Everything impacts supply chains: Geopolitics will also play into supply chains. Covid has exposed points of vulnerability, and companies in some sectors can expect pressure from governments and other stakeholders to bring their supply chains closer to home. The interconnectedness of the global system has seen organisations having to adapt, considering new suppliers and clients that bring with them different risks. This rush to bring on new third parties requires technology and capacity (which few legal and compliance teams have much of to spare), which must be managed alongside companies’ existing commitment to meet their compliance obligations.
Compliance skills come to the fore to support corporate citizenship. With the volume and gravity of work to do, legal and compliance teams will need to prioritise prudently in the coming year to weigh risk, and to ensure the right balance for their organisations.
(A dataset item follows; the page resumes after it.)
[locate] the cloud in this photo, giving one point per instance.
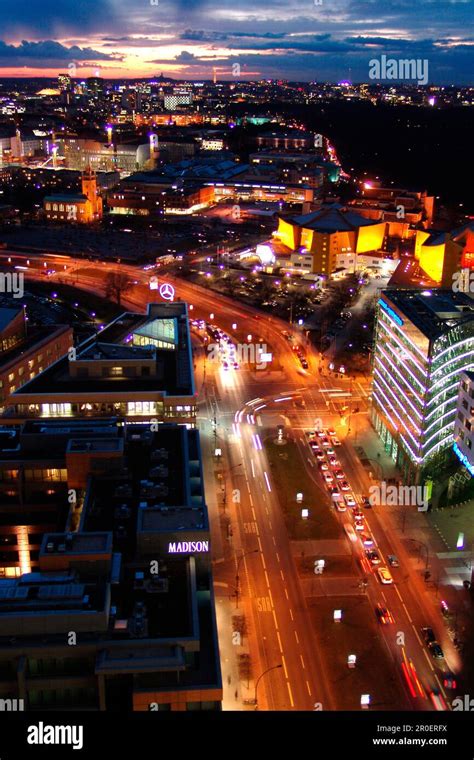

With reprioritisation comes opportunity. Legal teams and compliance officers can play a pivotal role in ensuring their organisation’s bounce back makes it a better corporate citizen – addressing stakeholder value and not just shareholder value. Even with Covid dominating the past year’s news cycle, it has been impossible to ignore the growing threat of climate change and the rising levels of social consciousness. As governments balance a green comeback against quick-win economic priorities, so must organisations achieve the right balance between ‘building back’ and ‘building back better’, which for many firms will see a greater focus their broader relationship to and impact on society. The answer will dictate companies’ individual organisational approach to deciding who is responsible for these issues, how it fits into the in the overall compliance structure, and how to measure and control their own impact, as well as that of their counterparties. Companies that will be truly resilient in coming years will reimagine their business models. Leaders will rethink who they are and who they want to be. And legal teams and compliance officers will innovate and seek to ensure their voice and experience play into their organisations’ thinking in this crucial year ahead.